AT&T’s Fake 5G Service Also Coming to iPhone
When AT&T announced that it would mislabel 4G LTE service and market it as 5G E (the “E” stands for dEceit) the initial announcement only mentioned Android devices. I had hoped that Apple wouldn’t allow this practice or that the company would at least issue a statement on the topic. Instead, it looks like Apple devices will also be updated to use this inaccurate branding.
This is particularly egregious in the case of the iPhone, which does not support 5G service. Unlike at least some Android devices likely to come to market in 2019, the new iPhones this year probably won’t support 5G service, either. Obviously, this could change, but the consistent rumor since fall has been that Apple won’t launch true 5G support until 2020. If the company sticks to its regular release schedule, 5G iPhones will arrive in the fall of that year.
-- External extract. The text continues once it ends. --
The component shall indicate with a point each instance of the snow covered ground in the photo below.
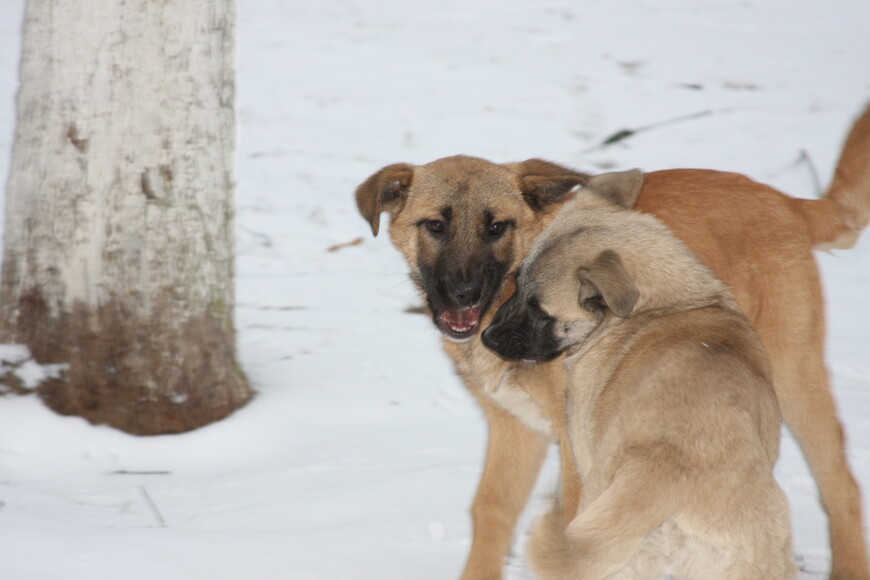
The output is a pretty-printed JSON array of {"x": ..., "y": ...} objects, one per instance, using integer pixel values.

How much this practically matters ought to be a matter of debate. As the owner of a humble iPhone SE, I can’t claim to be on the absolute cutting-edge of the market. On the other hand, I often stream video to this device and do a great deal of mobile web surfing. Network performance — and I’m typically on LTE, not Wi-Fi — is generally quite good, even at low bars and when using AT&T’s network in rural areas. This wasn’t the case during the 3G – LTE shift. LTE service and increased performance made a significant difference to my device’s overall performance. The boost I’d get from 5G would obviously improve things more, but they’re pretty good already.
@MacRumors, just updated to beta 2 of iOS 12.2, and noticed “5GE” for my data connection on the status bar. Is this new??? pic.twitter.com/eaHypVNVYo
— Kyle McCown (@kylemccown) February 4, 2019
But the issue at hand isn’t whether LTE is fast enough. It’s whether this kind of misleading branding should ever be acceptable. As far as we’re concerned, the answer is “No.” Apple has good economic reason to allow its phones to be branded 5G E — it wants to pretend it has 5G service when it actually has nothing of the sort. But 5G E is nothing but LTE with a new name on it and has no business being marketed as anything else.
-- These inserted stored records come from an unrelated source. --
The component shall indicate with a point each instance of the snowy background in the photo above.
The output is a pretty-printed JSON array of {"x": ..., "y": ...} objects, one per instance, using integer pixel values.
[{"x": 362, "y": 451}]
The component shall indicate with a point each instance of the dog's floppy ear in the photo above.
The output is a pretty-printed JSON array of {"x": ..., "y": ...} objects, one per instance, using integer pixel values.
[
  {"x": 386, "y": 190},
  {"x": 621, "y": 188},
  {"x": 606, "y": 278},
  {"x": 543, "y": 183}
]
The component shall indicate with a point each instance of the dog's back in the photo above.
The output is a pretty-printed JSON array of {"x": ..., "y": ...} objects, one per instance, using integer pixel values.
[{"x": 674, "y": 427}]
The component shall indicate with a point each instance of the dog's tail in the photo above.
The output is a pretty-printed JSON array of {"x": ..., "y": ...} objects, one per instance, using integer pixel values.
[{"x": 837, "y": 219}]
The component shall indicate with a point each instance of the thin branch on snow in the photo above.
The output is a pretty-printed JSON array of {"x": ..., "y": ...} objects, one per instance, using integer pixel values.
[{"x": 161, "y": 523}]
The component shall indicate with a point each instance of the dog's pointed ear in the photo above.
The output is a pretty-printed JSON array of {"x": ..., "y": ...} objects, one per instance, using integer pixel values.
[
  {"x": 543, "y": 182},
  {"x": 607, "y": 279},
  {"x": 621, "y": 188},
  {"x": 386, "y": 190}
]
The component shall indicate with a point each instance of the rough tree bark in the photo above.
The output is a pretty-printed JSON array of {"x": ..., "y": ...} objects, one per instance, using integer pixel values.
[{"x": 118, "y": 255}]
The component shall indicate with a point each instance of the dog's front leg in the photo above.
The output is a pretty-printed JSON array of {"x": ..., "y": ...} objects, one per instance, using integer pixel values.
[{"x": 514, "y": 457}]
The 5G E icon is only appearing in areas where AT&T’s “Evolution” network is active. It’s showing up in the iOS 12.2 Beta 2 OS distribution that dropped yesterday. It also appears confined to the most recent iPhones, at least for now. While there’s been no formal announcement or leaked information on this topic, it’s certainly possible that AT&T is requiring its partners to accept its branding decision or risk their products not being sold in AT&T’s stores.
While we acknowledge that Apple may have felt its hands were tied, if this is indeed the case, the company should have taken a different course of action. Apple is perhaps the only company that could’ve pushed back hard enough to stop this practice in the first place. It may not be 2010, when “There’s an app for that,” was practically a national motto, but Apple still commands tremendous clout in the US market. The company could have attempted to rally its own customer base against this miscommunication.
Apple should never have engaged or promoted this shameful scam, regardless of the fact that Android carriers and Google appear to have no problem lying to their customers. AT&T has not unlocked some hidden iPhone capability. They’ve just decided to lie to their customers and gotten Apple to agree. “5G E” is just LTE with more deception attached. Shame on Google, the Android carriers, and Apple for supporting this effort to misrepresent AT&T’s network capabilities.